Under Khama, Botswana’s relationships with established economies such as China and the USA reached an all time low. For instance, on several occasions Khama’s government attacked china’s policies.

He also accused China of gross violation the rights of its citizens. Most notably the two countries experienced serious tension when Tibetan spiritual leader, Dalai Lama was set invited to speak at an event in Gaborone. China labelled the move an insult to its core interest and the dignity of its people.

On the continental side, Khama adopted positions there were contrary those of either the AU or SADC on pressing regional matters.  Zimbabwe under Robert Mugabe is a case in point.
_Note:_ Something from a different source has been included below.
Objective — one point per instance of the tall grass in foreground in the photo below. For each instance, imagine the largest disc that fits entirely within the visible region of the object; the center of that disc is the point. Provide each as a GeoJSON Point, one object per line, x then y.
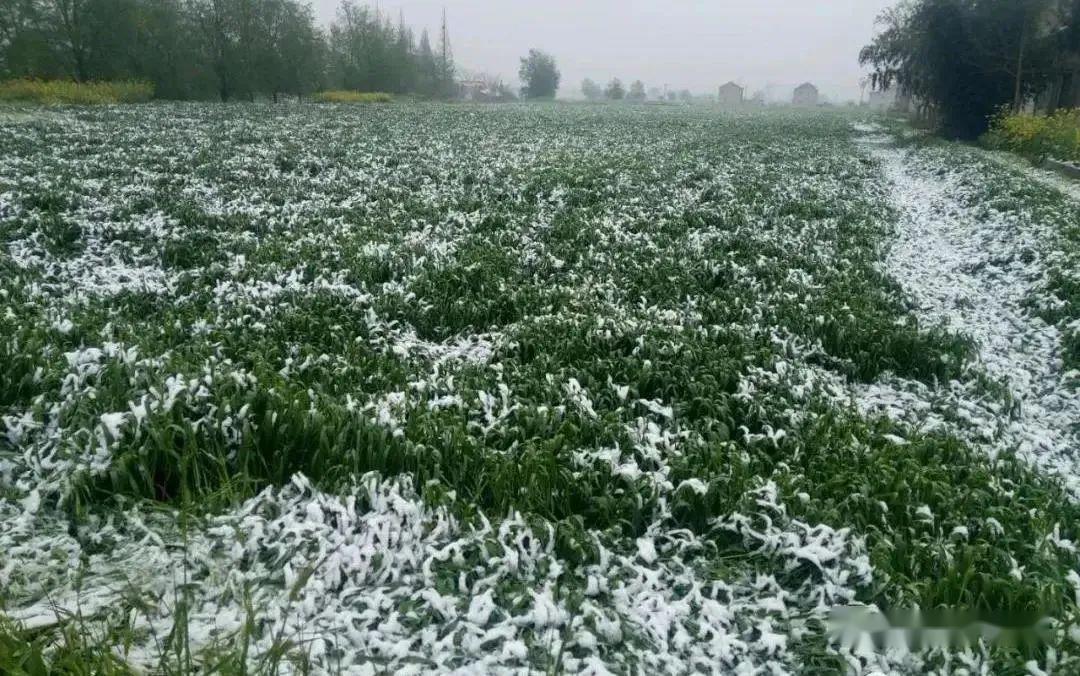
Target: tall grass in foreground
{"type": "Point", "coordinates": [1038, 137]}
{"type": "Point", "coordinates": [347, 96]}
{"type": "Point", "coordinates": [52, 92]}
Meanwhile, an international relations expert, Dr Gladys Mokhawa recently pointed out that President Mokgweetsi Masisi’s regime appears to be shifting from megaphone to silent diplomacy. She explained that the turn of events is not surprising, as Botswana has always embraced silent diplomacy. Most African countries adopt such a policy approach, she further said.

“Whether President Masisi will continue with the tradition of quiet diplomacy remains to be seen,” she said in a recent interview with Mmegi. 

Khama’s government was often accused of making impulsive and embarrassing utterances on international matters. Analysts noted that should Botswana continue to respond impulsively on issues of international interest, she risks isolating herself and losing respect from other states.

When he took over, Masisi said that Botswana would ditch the “megaphone” approach. However, he did not state in clear terms his government’s new policy thereby leaving room for speculation. Masisi also visited China, USA and several African states. 

President Masisi’s change in policy is seen in some quarters as a calculated move to restore relations that had collapsed under his predecessor.